MCB Senior Partner, Anthony M. Sola, and Associates, Amy E. Korn and Alexander C. Cooper, recently obtained dismissal of all claims against our defendant hospital and our gastroenterologist in a wrongful death case involving a then 79-year old woman, who was diagnosed with inoperable pancreatic cancer. On November 3, 2013, the decedent was admitted to the Hospital with complaints of severe abdominal pain related to her pancreatic cancer. A CT scan showed biliary dilatation and our gastroenterologist recommended an ERCP to further examine the decedent’s pancreatic and bile ducts. On November 6th, the decedent was prepped and intubated, but prior to inserting the ERCP scope, our gastroenterologist took a scout film or preliminary image of the decedent’s bowel. The scout film revealed free air under the diaphragm, indicative of a perforation, and our gastroenterologist decided to abort the ERCP. The decedent’s condition deteriorated and her family refused surgery, executing a DNR. On November 7th, the decedent suffered cardiac arrest and died.

Plaintiffs’ claims centered on the performance of the ERCP. Initially, plaintiffs alleged that our clients failed to properly perform the ERPC and caused an abdominal perforation. However, near the end of pre-trial discovery, plaintiffs amended their Bills of Particulars and alleged that our clients failed to diagnose a pre-existing perforation and document the time of the scout film. In other words, plaintiffs questioned whether the scout film occurred before the ERCP. Plaintiffs also claimed that the doctrine of res ipsa loquitur was applicable.

MCB moved for summary judgment and annexed an Expert Affidavit by a well-credentialed GI/Endoscopist. We contended that, prior to the ERCP, the decedent’s diagnostic imaging studies revealed no evidence of an abdominal perforation and an ERCP was appropriately recommended to potentially treat the decedent’s abdominal pain. In addition, we demonstrated through the Hospital chart that the scout film occurred before the ERCP and any failure to record the time of the film did not proximately cause any injury to the decedent. Furthermore, the decedent’s abdominal perforation was not caused by intubation.

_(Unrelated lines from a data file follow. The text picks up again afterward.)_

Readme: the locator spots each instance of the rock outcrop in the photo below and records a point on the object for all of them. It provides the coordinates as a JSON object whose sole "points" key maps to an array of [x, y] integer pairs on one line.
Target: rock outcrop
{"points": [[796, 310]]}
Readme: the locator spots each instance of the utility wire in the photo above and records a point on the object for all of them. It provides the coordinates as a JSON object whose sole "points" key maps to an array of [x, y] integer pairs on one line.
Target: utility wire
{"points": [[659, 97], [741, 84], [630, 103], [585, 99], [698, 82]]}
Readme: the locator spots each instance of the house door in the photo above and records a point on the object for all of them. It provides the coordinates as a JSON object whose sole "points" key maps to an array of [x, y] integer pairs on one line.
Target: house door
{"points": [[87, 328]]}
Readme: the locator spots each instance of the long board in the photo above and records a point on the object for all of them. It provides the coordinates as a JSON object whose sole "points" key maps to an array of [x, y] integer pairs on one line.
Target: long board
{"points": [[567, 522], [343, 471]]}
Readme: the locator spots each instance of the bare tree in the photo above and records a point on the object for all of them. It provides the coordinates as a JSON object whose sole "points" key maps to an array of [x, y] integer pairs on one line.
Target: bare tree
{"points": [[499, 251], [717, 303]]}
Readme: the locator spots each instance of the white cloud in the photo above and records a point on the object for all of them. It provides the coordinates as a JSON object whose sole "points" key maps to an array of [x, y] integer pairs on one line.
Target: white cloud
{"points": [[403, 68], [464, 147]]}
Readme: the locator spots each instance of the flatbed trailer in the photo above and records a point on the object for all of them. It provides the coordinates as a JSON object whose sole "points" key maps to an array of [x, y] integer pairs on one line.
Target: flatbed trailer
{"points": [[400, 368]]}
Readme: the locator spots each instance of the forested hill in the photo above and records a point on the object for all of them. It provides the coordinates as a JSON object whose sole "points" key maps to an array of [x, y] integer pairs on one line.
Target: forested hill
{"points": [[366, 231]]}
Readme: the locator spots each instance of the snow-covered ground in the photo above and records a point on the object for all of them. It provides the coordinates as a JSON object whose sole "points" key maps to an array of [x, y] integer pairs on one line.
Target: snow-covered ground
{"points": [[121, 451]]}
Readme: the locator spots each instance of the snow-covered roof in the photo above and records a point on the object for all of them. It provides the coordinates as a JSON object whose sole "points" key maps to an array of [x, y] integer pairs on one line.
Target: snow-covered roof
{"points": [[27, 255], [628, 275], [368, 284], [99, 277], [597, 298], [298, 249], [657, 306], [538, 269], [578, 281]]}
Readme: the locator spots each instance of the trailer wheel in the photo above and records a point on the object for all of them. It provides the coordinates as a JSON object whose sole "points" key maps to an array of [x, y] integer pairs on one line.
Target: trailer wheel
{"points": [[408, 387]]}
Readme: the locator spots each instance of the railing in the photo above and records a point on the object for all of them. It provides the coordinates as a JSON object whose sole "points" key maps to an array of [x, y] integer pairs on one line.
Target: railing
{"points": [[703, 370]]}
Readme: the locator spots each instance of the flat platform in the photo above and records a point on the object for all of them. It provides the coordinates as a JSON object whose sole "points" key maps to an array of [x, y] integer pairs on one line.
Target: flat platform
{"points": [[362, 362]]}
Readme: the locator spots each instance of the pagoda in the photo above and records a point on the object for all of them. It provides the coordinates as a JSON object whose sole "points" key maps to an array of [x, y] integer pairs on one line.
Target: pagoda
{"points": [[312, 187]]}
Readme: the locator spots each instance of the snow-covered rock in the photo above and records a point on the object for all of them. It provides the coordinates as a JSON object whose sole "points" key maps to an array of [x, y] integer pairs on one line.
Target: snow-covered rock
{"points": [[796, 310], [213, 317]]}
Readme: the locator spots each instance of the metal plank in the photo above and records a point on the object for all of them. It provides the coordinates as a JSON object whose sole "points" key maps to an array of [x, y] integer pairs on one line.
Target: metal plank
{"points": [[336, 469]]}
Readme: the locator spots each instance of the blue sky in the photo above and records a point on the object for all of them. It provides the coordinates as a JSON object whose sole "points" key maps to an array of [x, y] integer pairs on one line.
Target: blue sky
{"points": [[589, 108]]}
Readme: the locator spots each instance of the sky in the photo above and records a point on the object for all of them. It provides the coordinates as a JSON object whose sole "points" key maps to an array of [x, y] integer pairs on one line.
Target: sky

An intra-abdominal perforation can and does usually occur in the absence of negligence and, in our case, could have been in the colon or elsewhere, given the decedent’s symptoms, which were suggestive of colitis, including diarrhea and abdominal pain. Moreover, the perforation could have been induced by the decedent’s chemotherapy or tumor burden on adjacent abdominal structures.

In response to MCB’s motion for summary judgment, plaintiff voluntarily dismissed all claims against the Hospital and our gastroenterologist.